A load cell is a transducer that is used to convert a force into an electrical signal. This conversion is indirect and happens in two stages. Through a mechanical arrangement, the force being sensed deforms a strain gauge. The strain gauge measures the deformation (strain) as an electrical signal, because the strain changes the effective electrical resistance of the wire. A load cell usually includes four strain gauges in a Wheatstone bridge configuration. Load cells of one strain gauge (quarter bridge) or two strain gauges (half bridge) are also available. The electrical signal output is typically in the order of a few millivolts and requires amplification by an instrumentation amplifier before it can be used. The output of the transducer can be scaled to calculate the force applied to the transducer. The various types of load cells that exist include Hydraulic load cells, Pneumatic load cells and Strain gauge load cells.

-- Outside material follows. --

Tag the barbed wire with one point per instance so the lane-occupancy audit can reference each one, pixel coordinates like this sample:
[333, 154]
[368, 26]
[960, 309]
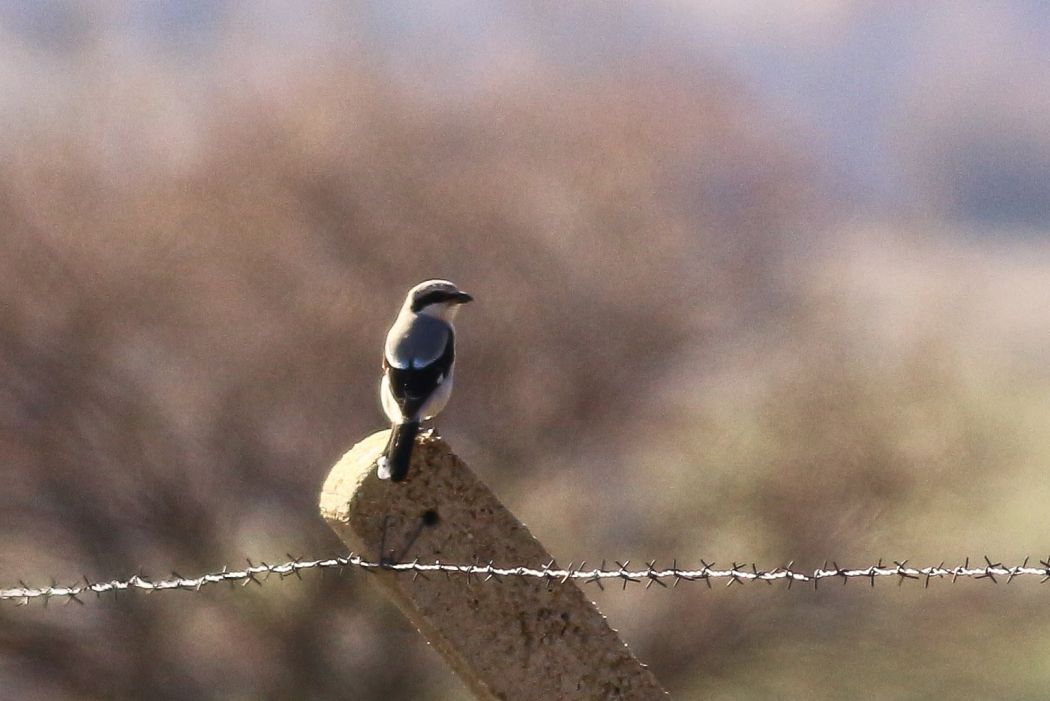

Strain gauge load cells are the most common in industry. These load cells are particularly stiff, have very good resonance values, and tend to have long life cycles in application. Strain gauge load cells work on the principle that the strain gauge (a planar resistor) deforms/stretches/contracts when the material of the load cells deforms appropriately. These values are extremely small and are relational to the stress and/or strain that the material load cell is undergoing at the time. The change in resistance of the strain gauge provides an electrical value change that is calibrated to the load placed on the load cell. Typically, strain gauges are formed from resistors in a Wheatstone bridge configuration. A Wheatstone bridge is an electrical circuit used to measure and unknown resistance by balancing two legs of a bridge circuit. One leg of which contains the unknown value. Wheatstone bridges are made up of four resistors or loads in a square with a voltage meter bridging two corners of the square and power/ground connected to the other corners. In the case of a load cell, these resistors are strain gauges.
The present invention relates to a load cell that transmits and measures linear forces along and moments about up to three orthogonal axes. More particularly, a compact load cell body is disclosed for maximizing the rigidity ratio of the load cell body to the load cell sensing region.